Día 21: El horror del holocausto

Hoy toca salir de la ciudad. Vamos a el cementerio más grande del mundo: Auswitch. Las visitas preparadas abundan por la ciudad, pero hemos decidido hacerlo a lo español…por nuestra cuenta.

Desayunamos de camino a la estación de autobús  Y ¡vaya desayuno! Cuando lo acabamos nos sentimos como auténticos segadores que están ya preparados para segar el campo. Aún no lo sabemos, pero pasaran horas hasta que volvamos a comer algo.

En la estación de autobuses cogemos por 14 PLN por cabeza por trayecto un mini bus que nos deja en el Museo de Auswitch (el conocido como Auswitch I). El trayecto dura aproximadamente una hora y media y de 20 asientos que hay, debemos ser unos 12 españoles.

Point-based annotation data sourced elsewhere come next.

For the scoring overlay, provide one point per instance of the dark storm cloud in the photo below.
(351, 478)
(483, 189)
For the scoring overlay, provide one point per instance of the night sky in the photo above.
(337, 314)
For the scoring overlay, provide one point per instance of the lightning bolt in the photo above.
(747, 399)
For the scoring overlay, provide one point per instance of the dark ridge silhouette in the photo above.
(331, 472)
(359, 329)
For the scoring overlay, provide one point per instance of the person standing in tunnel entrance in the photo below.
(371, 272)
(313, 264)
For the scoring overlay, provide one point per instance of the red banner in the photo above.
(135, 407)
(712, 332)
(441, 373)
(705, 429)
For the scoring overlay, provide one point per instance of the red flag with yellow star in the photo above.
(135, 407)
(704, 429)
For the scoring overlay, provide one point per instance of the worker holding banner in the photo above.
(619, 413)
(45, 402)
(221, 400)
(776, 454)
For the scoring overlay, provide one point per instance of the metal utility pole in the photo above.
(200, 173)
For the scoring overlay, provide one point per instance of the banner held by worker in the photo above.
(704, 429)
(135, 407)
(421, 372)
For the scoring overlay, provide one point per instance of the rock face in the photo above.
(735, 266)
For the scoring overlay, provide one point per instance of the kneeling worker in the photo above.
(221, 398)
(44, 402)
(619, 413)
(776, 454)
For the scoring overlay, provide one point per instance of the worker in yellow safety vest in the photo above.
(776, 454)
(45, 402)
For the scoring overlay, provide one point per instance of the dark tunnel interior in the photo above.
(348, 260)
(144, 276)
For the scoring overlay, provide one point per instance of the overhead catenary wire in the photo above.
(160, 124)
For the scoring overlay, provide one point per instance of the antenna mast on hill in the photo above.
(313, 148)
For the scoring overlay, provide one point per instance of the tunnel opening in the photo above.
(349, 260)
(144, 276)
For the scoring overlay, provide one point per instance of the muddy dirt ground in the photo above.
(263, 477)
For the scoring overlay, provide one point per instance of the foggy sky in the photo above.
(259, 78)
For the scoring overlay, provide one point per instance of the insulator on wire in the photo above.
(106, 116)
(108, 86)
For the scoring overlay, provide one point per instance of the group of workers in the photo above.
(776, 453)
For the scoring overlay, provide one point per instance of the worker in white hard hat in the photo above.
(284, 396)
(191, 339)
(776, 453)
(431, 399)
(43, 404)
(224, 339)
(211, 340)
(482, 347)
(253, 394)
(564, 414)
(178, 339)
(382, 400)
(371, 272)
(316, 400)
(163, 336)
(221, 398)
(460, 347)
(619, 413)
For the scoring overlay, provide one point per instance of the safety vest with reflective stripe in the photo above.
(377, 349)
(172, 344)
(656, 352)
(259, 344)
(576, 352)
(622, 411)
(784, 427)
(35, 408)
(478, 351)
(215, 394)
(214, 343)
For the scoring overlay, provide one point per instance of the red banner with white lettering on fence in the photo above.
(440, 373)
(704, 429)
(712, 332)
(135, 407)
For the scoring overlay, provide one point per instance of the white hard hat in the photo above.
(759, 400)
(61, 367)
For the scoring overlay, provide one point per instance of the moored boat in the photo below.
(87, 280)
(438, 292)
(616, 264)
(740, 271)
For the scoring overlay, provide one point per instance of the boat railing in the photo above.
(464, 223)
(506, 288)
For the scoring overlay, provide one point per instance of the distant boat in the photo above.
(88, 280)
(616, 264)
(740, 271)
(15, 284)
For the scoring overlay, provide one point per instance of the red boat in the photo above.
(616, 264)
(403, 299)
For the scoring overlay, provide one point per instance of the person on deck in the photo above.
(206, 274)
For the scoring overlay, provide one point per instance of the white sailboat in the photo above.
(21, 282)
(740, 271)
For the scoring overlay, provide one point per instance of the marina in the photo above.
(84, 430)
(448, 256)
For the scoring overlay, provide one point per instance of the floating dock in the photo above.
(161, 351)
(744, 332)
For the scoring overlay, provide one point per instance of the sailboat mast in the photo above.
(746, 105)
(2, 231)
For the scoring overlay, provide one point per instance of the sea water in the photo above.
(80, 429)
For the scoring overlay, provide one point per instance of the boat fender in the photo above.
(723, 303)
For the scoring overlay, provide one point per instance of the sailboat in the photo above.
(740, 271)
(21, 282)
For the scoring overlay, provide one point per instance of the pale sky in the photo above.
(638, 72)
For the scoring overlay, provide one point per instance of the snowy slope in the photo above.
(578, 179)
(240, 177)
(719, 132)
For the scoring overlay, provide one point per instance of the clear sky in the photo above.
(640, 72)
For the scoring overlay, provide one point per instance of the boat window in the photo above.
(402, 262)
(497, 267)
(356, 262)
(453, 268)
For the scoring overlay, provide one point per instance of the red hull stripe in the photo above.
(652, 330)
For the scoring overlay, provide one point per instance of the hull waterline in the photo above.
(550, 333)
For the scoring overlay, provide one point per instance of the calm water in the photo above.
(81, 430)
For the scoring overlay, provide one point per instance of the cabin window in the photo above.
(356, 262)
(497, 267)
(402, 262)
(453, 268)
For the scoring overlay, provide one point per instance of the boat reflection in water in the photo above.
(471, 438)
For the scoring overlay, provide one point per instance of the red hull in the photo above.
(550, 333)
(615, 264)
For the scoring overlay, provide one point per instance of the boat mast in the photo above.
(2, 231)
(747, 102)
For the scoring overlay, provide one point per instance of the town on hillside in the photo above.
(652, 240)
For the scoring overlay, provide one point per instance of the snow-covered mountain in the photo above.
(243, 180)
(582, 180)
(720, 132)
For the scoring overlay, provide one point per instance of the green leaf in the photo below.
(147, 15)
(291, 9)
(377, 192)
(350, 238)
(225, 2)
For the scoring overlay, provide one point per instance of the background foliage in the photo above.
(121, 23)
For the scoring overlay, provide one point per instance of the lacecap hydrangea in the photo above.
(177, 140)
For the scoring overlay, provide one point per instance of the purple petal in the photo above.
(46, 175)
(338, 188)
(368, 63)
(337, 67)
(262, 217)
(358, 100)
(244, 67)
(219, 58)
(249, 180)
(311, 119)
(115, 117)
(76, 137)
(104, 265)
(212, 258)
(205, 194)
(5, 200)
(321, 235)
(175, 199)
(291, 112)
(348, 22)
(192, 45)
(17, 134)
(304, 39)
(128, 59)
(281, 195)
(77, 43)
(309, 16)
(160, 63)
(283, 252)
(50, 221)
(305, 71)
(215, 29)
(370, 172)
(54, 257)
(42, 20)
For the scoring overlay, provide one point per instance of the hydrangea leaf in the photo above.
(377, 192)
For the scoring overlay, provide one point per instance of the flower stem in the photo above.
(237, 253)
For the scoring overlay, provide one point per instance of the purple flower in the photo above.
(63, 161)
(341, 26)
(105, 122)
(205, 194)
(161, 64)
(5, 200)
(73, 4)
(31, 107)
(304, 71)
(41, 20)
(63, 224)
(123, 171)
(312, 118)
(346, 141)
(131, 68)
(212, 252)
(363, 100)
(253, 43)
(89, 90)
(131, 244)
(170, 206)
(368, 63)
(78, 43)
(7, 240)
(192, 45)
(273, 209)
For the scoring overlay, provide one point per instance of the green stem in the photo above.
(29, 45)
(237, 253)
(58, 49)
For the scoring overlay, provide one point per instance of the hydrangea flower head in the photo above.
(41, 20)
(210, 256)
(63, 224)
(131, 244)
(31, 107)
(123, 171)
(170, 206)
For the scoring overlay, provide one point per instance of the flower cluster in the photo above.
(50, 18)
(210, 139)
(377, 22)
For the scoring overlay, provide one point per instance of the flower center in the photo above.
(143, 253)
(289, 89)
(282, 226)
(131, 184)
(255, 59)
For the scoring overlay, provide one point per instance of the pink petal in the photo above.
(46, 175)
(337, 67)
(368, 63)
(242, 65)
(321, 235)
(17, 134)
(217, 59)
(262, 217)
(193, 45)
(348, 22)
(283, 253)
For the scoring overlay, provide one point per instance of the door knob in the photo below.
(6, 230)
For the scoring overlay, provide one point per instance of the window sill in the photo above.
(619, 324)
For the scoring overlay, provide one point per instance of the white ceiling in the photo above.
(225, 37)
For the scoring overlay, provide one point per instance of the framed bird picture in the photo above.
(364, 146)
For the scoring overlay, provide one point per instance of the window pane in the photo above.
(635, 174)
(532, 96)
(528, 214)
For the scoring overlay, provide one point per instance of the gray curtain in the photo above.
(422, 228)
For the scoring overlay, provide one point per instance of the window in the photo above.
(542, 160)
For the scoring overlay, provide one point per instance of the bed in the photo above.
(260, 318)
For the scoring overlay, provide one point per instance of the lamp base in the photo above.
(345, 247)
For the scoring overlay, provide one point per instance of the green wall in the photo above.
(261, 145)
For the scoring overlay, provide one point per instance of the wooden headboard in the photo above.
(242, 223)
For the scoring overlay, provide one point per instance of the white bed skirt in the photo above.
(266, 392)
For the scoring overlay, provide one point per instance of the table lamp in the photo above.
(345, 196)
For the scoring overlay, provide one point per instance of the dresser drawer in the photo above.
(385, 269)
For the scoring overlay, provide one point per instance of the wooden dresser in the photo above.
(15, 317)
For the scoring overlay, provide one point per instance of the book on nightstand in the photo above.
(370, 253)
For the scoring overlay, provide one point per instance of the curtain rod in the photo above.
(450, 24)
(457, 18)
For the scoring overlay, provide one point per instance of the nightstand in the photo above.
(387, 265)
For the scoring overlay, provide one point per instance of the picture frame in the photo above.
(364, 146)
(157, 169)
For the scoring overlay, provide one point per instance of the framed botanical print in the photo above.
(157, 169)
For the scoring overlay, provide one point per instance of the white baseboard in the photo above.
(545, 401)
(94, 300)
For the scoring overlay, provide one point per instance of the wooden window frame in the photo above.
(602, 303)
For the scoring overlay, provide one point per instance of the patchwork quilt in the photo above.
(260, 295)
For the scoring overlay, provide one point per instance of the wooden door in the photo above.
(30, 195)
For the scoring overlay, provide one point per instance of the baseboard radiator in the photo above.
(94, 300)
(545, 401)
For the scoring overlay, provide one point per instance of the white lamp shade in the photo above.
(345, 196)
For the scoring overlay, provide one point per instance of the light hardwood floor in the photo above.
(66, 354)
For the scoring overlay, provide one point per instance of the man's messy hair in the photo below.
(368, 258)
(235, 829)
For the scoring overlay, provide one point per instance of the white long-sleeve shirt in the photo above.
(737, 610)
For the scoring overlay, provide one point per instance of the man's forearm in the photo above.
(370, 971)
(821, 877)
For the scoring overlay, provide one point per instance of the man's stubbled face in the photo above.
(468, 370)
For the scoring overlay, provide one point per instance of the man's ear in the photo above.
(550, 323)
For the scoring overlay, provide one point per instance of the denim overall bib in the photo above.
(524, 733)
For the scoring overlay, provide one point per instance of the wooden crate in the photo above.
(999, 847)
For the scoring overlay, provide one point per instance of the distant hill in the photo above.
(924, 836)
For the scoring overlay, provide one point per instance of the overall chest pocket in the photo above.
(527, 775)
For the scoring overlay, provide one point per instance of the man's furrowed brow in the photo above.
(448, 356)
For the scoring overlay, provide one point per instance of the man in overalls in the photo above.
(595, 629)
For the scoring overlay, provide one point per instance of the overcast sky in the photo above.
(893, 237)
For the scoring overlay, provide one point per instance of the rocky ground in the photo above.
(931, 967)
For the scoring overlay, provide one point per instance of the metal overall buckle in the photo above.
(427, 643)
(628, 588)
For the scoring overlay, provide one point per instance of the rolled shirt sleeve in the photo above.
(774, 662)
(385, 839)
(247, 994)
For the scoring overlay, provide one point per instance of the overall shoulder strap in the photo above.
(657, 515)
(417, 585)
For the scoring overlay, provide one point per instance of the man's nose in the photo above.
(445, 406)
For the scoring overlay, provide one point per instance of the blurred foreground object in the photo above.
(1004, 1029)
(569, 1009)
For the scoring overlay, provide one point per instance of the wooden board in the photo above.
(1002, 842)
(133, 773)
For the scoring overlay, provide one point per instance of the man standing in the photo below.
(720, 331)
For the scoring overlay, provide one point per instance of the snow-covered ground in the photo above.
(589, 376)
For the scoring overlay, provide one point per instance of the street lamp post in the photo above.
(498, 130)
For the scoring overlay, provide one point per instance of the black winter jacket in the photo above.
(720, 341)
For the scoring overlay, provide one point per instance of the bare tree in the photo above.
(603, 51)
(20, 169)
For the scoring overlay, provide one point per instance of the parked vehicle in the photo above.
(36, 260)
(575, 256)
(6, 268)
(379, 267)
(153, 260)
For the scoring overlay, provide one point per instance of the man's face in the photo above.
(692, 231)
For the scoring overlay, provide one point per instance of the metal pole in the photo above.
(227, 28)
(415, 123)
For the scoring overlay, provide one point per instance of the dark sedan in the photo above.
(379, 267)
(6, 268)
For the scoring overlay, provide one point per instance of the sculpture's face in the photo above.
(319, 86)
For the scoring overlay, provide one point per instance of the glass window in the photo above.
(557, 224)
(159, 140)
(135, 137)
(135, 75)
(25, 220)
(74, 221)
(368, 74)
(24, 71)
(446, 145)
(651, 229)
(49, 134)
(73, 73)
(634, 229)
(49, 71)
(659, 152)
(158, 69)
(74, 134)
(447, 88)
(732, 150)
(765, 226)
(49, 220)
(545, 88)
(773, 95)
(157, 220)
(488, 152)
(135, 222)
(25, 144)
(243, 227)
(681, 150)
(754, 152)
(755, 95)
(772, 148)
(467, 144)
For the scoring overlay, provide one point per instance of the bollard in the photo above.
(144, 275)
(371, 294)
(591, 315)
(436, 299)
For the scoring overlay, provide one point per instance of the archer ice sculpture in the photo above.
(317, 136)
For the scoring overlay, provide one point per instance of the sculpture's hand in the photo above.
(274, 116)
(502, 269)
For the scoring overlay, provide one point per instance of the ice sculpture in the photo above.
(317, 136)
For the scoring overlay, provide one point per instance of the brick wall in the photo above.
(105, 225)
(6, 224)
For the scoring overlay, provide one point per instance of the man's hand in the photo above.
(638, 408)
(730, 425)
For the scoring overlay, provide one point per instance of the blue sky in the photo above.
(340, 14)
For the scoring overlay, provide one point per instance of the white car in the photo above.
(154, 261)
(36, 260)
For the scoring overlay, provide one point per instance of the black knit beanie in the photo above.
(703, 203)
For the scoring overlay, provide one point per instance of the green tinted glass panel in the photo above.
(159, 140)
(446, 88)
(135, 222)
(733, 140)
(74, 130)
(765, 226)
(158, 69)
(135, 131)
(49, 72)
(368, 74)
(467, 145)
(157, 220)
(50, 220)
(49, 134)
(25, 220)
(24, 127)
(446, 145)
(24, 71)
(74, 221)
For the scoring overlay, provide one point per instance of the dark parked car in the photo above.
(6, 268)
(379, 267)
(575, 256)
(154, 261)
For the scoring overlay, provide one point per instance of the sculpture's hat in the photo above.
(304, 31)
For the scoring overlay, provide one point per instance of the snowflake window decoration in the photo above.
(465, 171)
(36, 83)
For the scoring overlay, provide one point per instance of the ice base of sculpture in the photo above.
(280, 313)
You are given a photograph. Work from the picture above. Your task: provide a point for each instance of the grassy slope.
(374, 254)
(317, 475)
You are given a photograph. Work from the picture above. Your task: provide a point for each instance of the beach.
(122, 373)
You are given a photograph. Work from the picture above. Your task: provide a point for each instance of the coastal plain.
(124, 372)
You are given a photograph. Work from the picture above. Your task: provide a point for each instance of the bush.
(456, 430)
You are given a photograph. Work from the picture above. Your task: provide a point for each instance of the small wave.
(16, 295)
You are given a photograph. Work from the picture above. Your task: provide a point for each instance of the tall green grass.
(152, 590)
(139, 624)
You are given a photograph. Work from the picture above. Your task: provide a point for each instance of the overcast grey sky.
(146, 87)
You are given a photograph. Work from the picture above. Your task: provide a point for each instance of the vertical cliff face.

Una vez allí, compramos la entrada (40 PLN p.p). Nos dicen que hemos de juntarnos a un grupo, que la visita no puede hacerse por libre. El grupo en español es a las 12h. Aún queda hora y cuarto hasta la hora, así que aprovechamos para ver un filme sobre el campo que tiene una duración de 15 minutos. Aunque el filme está muy centrado en el momento de la liberación, ver el estado en el que encontraron a los prisioneros y las explicaciones que dan sobre las torturas que recibieron, se hace difícil por momentos. A la salida conversamos con una francesa que vive en Perpignan que está deseosa por hablar en Español. Es simpática y ríe mucho. Conversamos con ella hasta que llega la hora. Su conversación nos distrae la mente de lo que hemos visto y de lo que posiblemente vamos a ver.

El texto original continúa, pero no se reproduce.